Beyond the previously characterized condensates, cells harbor numerous uncharacterized condensates. Aberrantly expressed proteins or dysregulated nucleic acids can induce the formation of these condensates, ultimately drives tumor progression and confers therapeutic resistance in NSCLC.

Biomolecular condensates play significant roles in the pathogenesis of lung cancer. For instance, the upregulation of lncRNAs MELTF-AS1 and MNX1-AS1 promotes tumorigenesis and progression by inducing phase separation of downstream target proteins [69, 70]. Furthermore, post-translational modifications (PTMs) such as deubiquitination and myristoylation contribute directly or indirectly to condensate formation, facilitating tumor development [71, 72]. Condensates involving echinoderm microtubule-associated protein-like 4-anaplastic lymphoma kinase (EML4-ALK), specificity protein 1 (SP1), and Src homology 2 (SH2) proteins potently activate downstream oncogenic signaling pathways [73,74,75].

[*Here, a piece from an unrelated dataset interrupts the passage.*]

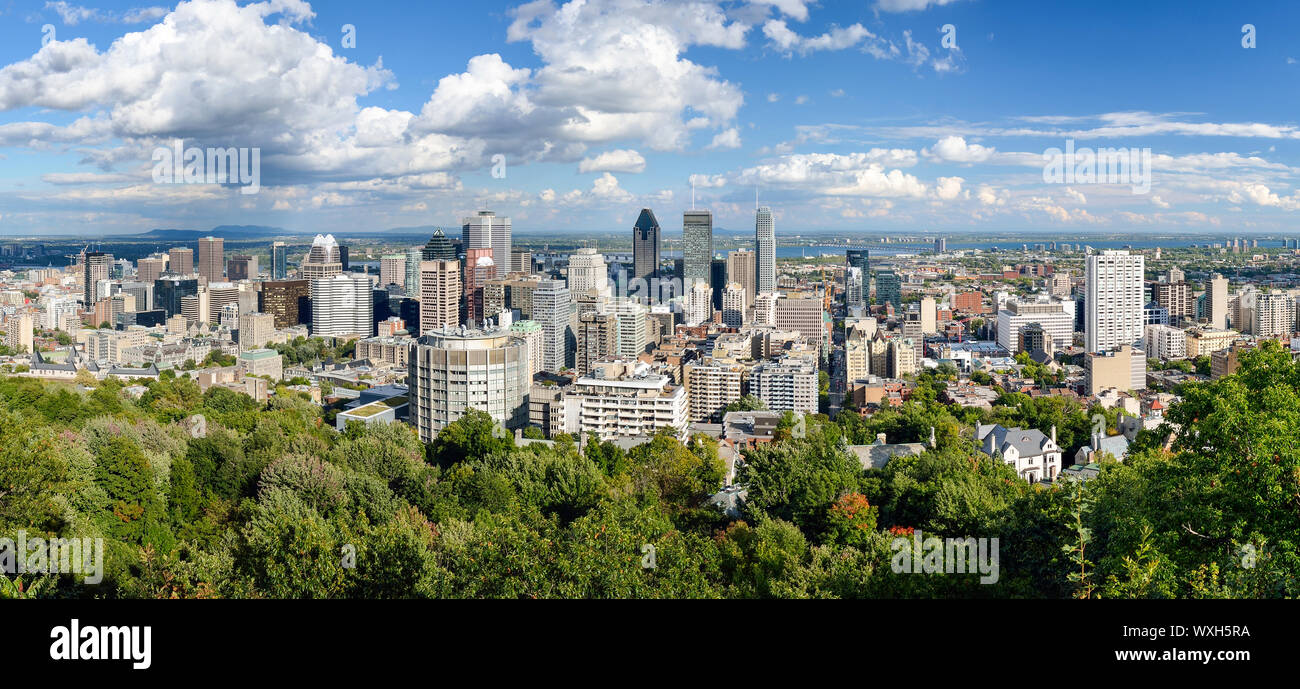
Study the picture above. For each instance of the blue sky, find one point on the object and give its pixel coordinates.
(845, 116)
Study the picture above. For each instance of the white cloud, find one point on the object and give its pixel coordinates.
(623, 160)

Additionally, condensates contribute to therapeutic resistance mechanisms. The oncogene c-MYC activates MYLK-AS1 transcription, which subsequently promotes interleukin enhancer binding factor 3 (ILF3) phase separation; the resulting ILF3 condensates stabilize glutamate dehydrogenase 1 (GLUD1) mRNA, enhancing mitochondrial glutamine metabolism and conferring resistance to tyrosine kinase inhibitors (TKIs) [76]. Similarly, interactions between forkhead box P1 (FOXP1) and the specificity protein 8 super-enhancer (SP8-SE) form transcriptional condensates that upregulate SP8 expression. This promotes homologous recombination repair in SCLC, leading to increased chemoresistance [77]. Likewise, retinoid X receptor gamma (RXRγ) condensates enhance the transcription of target genes, promoting tumor stemness and metastasis, ultimately leading to chemoresistance in SCLC [78].

Biomolecular condensates also modulate anti-tumor immunity. Exposure to Interferon-gamma (IFNγ) induces formation of lysine acetyltransferase 8-interferon regulatory factor 1 (KAT8-IRF1) condensates that bind to the programmed death-ligand 1 (PD-L1) promoter, augmenting its transcription and enabling tumor cells to evade immune surveillance [79]. Collectively, condensates exert multifaceted roles in tumor initiation, progression, and therapeutic resistance (Table 1).